Pero en España la idea no cuajó, ni siguiera en el norte donde también hay celtas. Aquí celebrábamos la festividad de otra manera. Aprovechando que al día siguiente se conmemora a los difuntos -el 2 de noviembre- y que casi todos los pobres tienen un santo patrón, íbamos al cementerio a rendirles un homenaje o testimoniar nuestro recuerdo con una manifestación floral. También tostábamos castañas con cuidado de no encender el monte. La noche anterior asistíamos a una representación o veíamos en televisión Don Juan Tenorio. Cada año oíamos aquello de Llamé al cielo y no me oyó/ y pues sus puertas me cierra,/ de mis pasos en la tierra,/ responda el cielo y no yo./. Hoy, en lugar de cultivarnos, salimos por las calles disfrazados de payaso diabólico, una actividad de riego porque te pueden dar una puñalada.

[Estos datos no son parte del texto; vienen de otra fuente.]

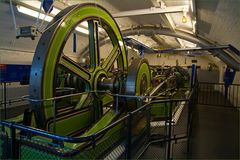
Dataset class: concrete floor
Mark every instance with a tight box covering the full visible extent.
[190,105,240,159]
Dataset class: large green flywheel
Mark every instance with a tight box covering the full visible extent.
[30,4,127,129]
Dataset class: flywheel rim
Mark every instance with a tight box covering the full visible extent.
[30,3,127,128]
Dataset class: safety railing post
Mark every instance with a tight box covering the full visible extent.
[146,107,151,141]
[53,99,56,133]
[167,101,172,159]
[10,127,19,159]
[127,113,132,159]
[3,82,7,120]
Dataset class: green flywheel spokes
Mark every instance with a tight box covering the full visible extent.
[30,4,127,129]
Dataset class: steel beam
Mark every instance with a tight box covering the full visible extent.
[112,5,188,18]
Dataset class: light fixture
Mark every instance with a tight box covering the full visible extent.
[17,5,89,34]
[182,12,187,23]
[75,27,89,34]
[17,5,53,22]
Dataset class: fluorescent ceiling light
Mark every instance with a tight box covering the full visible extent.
[75,27,89,34]
[17,6,53,22]
[21,0,60,15]
[17,5,88,34]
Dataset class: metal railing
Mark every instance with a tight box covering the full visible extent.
[0,90,195,159]
[198,82,240,108]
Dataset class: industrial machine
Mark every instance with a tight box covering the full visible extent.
[0,4,190,159]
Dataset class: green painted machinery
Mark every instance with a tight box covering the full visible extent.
[0,3,189,159]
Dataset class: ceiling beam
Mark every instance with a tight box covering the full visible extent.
[112,6,188,18]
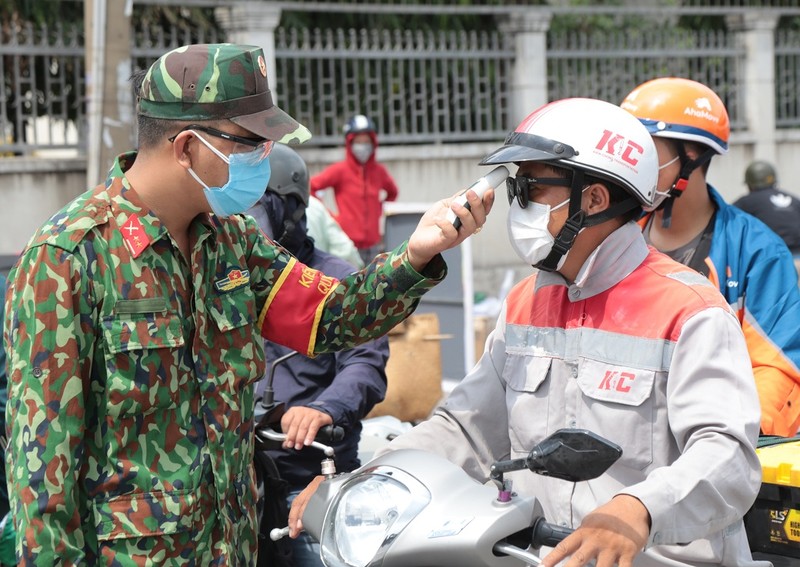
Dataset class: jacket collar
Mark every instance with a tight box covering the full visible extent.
[536,221,649,301]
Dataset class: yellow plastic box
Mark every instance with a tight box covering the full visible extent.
[744,439,800,557]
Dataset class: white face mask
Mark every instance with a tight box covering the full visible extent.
[654,156,680,207]
[350,143,372,163]
[508,195,569,270]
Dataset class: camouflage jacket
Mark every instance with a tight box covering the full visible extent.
[4,154,445,566]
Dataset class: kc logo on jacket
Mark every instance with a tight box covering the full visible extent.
[598,370,636,394]
[578,359,655,406]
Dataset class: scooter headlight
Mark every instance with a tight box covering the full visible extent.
[320,466,431,567]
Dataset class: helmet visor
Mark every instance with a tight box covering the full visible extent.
[478,132,578,165]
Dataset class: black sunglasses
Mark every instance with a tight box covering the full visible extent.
[167,124,268,148]
[506,175,572,209]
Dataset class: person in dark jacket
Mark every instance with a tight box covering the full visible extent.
[248,144,389,567]
[734,160,800,260]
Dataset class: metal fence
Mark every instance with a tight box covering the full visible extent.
[775,30,800,128]
[275,29,514,145]
[547,27,748,129]
[0,24,86,155]
[0,8,800,155]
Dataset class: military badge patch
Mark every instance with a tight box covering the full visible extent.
[214,267,250,293]
[122,215,150,258]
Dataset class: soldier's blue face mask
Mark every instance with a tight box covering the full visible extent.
[189,130,273,217]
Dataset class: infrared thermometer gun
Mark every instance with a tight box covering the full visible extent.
[447,165,508,230]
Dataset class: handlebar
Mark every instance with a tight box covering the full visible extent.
[494,517,575,565]
[531,518,575,548]
[255,425,344,457]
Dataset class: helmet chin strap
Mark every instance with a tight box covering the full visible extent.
[658,142,716,228]
[534,169,586,272]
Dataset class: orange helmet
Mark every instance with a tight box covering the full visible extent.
[620,77,731,154]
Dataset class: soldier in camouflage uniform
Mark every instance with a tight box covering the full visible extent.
[4,44,492,566]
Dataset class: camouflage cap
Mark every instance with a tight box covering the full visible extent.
[139,43,311,144]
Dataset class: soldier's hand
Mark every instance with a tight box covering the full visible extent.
[406,189,494,272]
[281,406,333,451]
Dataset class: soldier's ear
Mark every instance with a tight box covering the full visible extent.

Pues en Marbella hemos tratado de volver a Zorrilla. Un grupo de benefactores 'Tras los pasos del Tenorio', bajo ese lema se dan a conocer, van a interpretar, aparentemente, la primera parte de la obra. Pero estoy desconcertado. Anuncian que hay tres pases diarios a las siete, a las ocho y a las nueve, cuatro días distintos, todos del mes que empieza con los Santos y termina con San Andrés, quizá para no interferir con los disfrazados y en cuatro lugares diferentes. Me he enterado por mi amigo Antonio porque, como de costumbre, la publicidad brilla por su ausencia. Mi confusión es aún mayor porque según afirman en el negociado municipal competente, el espectáculo, salvo el de uno de los días, tiene lugar no al aire libre, como se colegía del cartel, sino en recintos cerrados con invitaciones ya previamente asignadas por lo que usted no entra.

Si se pincha en un buscador 'El Tenorio en Marbella' y se sortea la entrada de un señor llamado Manuel, se obtiene una información también contradictoria con el cartel y con la que trasmite el departamento de cultura. Lo que saco en limpio de toda esta historia es que, como a mí no me ha invitado nadie, podré presenciar el acto segundo en la Plaza del Santo Cristo. Hay que dar las gracias, como no, a la Asociación de Amigos del Teatro de Marbella por esta feliz iniciativa. Y no es mala idea el que se dosifique la obra porque en este mundo de prisas y urgencias, hasta un partido de fútbol se nos hace largo.

No es 'Destreza', con sus doce escenas, mi acto favorito pero allí estaré, si Dios quiere como Don Juan: Con oro nada hay que falle: Ciutti ya sabes mi intento: a las nueve en el convento; a las diez, en esta calle.